This simple approach using only 5 key questions can dramatically increase your likelihood of success.
These questions generate the necessary information and perspective to help you make good decisions.
Step One is to determine the missing information that each question has the ability to generate. Then write sub-questions to obtain this information.
I’m providing a few thought starters, but every situation requires a tailored list of sub questions.
1. Who?
- Who is responsible?
- Who will help?
- Who will provide funding?
- Who will try to block us?
- Who will buy the output?
2. What?
- What’s the product or service, including ourselves, if we’re looking for a job?
- What is the funding we have to work with?
- What are the obstacles to overcome?
- What is a better option?
- What should we do next?
3. When?
- When do we get started?
- When do we get funding?
- When do we ship?
- When is this due?
- When is the next checkpoint we have to make?
4. Where?
- Where do we meet?
- Where do we find funding? (Note how funding is a recurring sub-question.)
- Where do we distribute?
- Where can we find the necessary resources?

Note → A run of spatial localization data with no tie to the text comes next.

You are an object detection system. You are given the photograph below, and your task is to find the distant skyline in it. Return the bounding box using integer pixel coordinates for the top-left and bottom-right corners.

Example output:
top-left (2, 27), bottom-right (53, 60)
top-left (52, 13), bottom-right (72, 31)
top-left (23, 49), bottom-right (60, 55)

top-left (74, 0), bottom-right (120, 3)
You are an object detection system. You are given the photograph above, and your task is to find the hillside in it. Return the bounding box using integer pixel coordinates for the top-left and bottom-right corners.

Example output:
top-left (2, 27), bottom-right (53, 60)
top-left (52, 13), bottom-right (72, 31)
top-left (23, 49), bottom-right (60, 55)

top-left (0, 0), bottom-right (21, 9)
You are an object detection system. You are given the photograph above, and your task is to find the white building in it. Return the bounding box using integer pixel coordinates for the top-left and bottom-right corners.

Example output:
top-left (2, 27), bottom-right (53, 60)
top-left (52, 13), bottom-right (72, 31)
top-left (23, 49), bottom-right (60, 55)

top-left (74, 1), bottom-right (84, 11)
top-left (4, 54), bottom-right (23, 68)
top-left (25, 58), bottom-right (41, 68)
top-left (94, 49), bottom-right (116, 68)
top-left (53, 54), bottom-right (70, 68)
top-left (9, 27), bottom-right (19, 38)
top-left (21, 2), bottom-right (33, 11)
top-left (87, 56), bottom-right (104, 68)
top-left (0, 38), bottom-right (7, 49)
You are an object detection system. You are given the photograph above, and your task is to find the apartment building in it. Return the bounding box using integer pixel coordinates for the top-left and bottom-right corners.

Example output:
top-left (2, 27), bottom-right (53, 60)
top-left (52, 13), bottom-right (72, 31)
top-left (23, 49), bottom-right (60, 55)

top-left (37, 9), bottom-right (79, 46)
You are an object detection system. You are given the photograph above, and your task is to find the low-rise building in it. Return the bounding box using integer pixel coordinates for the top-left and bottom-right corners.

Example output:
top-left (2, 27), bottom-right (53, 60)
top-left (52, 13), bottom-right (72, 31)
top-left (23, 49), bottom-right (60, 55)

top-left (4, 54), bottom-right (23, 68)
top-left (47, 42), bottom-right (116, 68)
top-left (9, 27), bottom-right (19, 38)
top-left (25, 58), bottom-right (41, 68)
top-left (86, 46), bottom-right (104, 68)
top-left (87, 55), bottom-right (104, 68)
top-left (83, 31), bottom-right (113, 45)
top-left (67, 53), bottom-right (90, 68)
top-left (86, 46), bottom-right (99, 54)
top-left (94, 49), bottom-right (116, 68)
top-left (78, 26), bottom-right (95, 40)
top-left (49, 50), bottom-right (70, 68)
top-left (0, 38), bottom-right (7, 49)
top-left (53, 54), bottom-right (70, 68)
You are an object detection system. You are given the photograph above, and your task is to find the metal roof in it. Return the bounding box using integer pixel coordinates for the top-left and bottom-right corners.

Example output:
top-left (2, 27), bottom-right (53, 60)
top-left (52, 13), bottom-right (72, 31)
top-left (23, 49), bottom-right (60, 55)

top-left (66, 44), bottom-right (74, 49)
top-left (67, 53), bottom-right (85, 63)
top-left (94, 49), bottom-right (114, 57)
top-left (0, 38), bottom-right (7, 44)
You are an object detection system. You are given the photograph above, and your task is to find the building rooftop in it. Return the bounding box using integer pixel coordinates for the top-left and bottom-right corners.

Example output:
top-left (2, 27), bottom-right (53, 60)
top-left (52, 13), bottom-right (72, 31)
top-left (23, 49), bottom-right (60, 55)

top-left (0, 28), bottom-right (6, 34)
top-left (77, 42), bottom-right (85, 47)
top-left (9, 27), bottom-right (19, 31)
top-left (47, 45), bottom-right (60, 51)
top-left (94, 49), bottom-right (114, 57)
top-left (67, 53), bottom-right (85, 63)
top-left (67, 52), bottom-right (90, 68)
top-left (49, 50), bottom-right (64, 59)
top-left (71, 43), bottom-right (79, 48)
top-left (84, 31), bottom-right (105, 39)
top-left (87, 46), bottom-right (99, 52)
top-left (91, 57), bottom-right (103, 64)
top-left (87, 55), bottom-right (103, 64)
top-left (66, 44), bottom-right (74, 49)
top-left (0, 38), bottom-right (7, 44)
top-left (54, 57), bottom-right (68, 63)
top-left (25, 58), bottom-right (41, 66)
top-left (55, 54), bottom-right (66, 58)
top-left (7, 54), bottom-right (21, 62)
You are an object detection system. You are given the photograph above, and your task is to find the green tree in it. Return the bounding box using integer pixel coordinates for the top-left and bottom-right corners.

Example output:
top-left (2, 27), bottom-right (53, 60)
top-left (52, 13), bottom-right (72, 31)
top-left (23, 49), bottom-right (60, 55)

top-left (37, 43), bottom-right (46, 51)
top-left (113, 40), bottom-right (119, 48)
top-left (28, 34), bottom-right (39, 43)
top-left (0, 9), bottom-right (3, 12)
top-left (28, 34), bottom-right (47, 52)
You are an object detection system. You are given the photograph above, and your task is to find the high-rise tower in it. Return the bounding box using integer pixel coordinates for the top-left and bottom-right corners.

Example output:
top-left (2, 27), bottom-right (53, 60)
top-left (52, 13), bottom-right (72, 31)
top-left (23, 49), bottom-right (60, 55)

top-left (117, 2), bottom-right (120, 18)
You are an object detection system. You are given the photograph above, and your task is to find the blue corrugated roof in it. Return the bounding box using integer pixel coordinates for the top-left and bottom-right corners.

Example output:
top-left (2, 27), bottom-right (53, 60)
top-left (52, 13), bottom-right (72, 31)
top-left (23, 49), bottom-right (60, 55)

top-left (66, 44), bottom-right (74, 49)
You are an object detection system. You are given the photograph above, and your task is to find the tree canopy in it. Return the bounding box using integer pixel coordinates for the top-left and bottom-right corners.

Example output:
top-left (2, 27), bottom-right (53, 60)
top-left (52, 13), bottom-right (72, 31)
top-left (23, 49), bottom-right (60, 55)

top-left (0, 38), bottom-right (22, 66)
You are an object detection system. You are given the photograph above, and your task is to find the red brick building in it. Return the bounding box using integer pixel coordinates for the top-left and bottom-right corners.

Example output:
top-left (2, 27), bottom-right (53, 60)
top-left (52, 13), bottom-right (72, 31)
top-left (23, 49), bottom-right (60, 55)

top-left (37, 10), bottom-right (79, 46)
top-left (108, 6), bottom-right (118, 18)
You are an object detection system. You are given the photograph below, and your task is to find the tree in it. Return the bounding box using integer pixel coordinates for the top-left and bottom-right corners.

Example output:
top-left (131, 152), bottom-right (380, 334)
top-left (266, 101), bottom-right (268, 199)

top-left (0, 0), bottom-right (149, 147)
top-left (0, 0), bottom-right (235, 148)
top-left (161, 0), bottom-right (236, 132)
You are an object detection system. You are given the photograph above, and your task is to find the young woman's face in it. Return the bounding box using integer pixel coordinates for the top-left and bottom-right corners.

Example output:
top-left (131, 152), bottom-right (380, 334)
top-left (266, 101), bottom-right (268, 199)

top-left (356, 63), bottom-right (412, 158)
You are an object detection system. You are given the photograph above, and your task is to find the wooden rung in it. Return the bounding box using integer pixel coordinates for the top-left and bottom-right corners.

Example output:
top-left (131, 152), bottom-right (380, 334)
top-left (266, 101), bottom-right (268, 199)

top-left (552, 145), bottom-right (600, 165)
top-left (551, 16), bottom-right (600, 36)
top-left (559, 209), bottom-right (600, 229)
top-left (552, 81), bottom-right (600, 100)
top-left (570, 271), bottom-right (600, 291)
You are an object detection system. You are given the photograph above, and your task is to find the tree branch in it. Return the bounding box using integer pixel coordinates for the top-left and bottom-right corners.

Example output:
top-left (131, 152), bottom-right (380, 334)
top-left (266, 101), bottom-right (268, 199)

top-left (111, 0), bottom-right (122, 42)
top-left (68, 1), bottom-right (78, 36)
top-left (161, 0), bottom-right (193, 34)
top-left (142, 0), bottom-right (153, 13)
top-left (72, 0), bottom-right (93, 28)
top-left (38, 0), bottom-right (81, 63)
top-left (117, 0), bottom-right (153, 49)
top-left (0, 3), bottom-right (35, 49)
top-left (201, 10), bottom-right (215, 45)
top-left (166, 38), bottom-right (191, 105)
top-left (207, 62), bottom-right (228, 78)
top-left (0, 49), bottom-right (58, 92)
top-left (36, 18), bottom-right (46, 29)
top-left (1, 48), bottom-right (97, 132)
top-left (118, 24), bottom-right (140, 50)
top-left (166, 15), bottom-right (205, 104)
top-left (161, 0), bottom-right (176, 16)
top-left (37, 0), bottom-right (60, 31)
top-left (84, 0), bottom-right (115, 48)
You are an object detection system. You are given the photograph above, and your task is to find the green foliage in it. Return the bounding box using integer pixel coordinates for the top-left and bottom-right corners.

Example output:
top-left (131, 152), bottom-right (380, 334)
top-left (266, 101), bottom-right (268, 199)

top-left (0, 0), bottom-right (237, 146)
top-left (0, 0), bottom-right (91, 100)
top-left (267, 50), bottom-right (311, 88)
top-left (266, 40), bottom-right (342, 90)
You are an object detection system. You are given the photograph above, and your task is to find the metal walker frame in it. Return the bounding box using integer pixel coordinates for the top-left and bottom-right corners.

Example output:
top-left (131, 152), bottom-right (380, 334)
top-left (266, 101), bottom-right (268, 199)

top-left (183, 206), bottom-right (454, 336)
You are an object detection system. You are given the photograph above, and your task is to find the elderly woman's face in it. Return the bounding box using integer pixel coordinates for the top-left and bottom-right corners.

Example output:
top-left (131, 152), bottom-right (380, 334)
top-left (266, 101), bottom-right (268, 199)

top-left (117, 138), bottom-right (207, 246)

- Where’s the critical roadblock?
5. Why?
- Why are we doing this?
- Why are we proceeding this way?
- Why aren’t we getting buy in?
- Why are we behind schedule?
- Why is the boss so upset?
For every issue and opportunity, you should start with these five key questions and develop your own relevant subset of more exacting questions to find the golden nuggets and potential bombs.
Some people think “How Much” is a sixth key question. Personally, I believe it’s a sub-question AND a result of those I’m recommending. Regardless, how much you have to invest and how much you need to earn obviously are critical outputs of my approach.
Step Two is to answer your questions.
The more value you see in this approach, the more:
- Effort you’ll put into getting actionable answers, and
- Time you’ll spend working to understand how the answers must be combined into decisions and action plans.